ROS is composed of two basic parts:

• The “Operating system”: Called ROS itself, being free software, under terms of the BSD license that allows freedom of commercial and research use.
• The ROS-Pkg packages: Consist of a suite of user-contributed packages capable of implementing functions other than the basic ROS functions, such as localization, simultaneous mapping, planning, perception, simulation, etc.

ROS is under continuous development and the latest versions and updates are focused on increasing robotic safety. Some of its new implementations are the integration of the Data Distribution Services (DDS), as a transport layer that will guarantee authentication, access control and message cryptography.

Specific attacks on robots and specific defense methods

In this section, it will be specifically defined some attacks to which robots are susceptible and how to defend against them:

• Alteration of controller parameters: Attack by which an adversary alters the configuration file transmitted to the FTP server by the programming operator:
  • The implementation of secure transmission protocols such as SFTP or HTTPS greatly reduces the risk of this very specific attack by encrypting the data sent so that it cannot be modified.

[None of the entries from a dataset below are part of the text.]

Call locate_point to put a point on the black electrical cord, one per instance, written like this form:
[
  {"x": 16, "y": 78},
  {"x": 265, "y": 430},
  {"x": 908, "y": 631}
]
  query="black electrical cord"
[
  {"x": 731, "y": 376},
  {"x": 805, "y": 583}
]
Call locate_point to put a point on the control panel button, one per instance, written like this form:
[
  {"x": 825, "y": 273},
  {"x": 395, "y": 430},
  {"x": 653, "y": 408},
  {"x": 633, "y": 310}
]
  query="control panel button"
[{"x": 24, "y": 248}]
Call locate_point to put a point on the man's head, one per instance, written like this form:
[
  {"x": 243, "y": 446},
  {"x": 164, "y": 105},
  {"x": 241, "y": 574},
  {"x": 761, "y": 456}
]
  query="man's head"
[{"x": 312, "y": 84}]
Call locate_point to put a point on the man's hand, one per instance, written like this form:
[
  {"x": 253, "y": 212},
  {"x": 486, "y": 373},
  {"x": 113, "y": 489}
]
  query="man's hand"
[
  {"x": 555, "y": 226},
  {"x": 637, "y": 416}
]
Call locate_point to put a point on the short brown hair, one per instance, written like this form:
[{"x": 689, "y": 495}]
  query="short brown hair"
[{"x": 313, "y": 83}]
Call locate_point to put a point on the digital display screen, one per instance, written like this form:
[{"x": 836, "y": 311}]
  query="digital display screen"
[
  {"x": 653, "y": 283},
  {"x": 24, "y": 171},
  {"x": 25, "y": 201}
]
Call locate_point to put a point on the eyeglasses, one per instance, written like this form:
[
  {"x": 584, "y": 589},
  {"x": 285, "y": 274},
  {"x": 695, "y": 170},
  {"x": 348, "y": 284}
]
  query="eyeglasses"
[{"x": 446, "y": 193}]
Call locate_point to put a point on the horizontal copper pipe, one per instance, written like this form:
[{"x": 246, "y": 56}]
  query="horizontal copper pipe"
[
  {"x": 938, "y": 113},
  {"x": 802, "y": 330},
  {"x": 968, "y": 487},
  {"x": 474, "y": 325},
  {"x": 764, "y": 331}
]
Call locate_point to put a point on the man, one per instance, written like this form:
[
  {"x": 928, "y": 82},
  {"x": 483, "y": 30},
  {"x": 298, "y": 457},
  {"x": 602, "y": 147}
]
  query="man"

-Attack on configuration file on FTP server. Reference.  -

• Alteration of the robot state: In this case, the attacker attacks the robotic system using malware to induce a false signal in the operating state. The operator, in remote state, will not know the real state emitted by the robot. This attack vector is commonly used to perform stoppages in the production line.
  • In this case, the inclusion of the mentioned RIS would allow detecting an alteration in the robot’s state, the presence of the malware and its removal. In addition, it is always advisable to have a double check to look for the robot status.

-Alteration of the signal sent by the robot to the operator. Reference. -

These are some very specific examples of the attacks that an attacker can perform on an industrial robot. The consequences can range from the alteration or sabotage of the elements produced, ransom demands, since the company would not know which elements have been affected, physical damage on production elements or the robots themselves, or the exfiltration of confidential data found in the robot configuration files.

Conclusions

Although the robotics world has historically neglected security, the field is now evolving at a rapid pace. Industrial robot standards must consider threats in the same way as ICS standards. A thorough analysis of the risks to which the industrial process is exposed with the inclusion of robots in its processes is necessary in order to determine and implement defense strategies against possible cyberattacks.

In the role of robot security in industrial processes, the figure of suppliers must stand out, who must understand that robots have a long useful life and must put aside programmed obsolescence and start providing patches and solutions on an ongoing basis, so that companies can have the latest version of the software, thus reducing the chances of suffering an attack.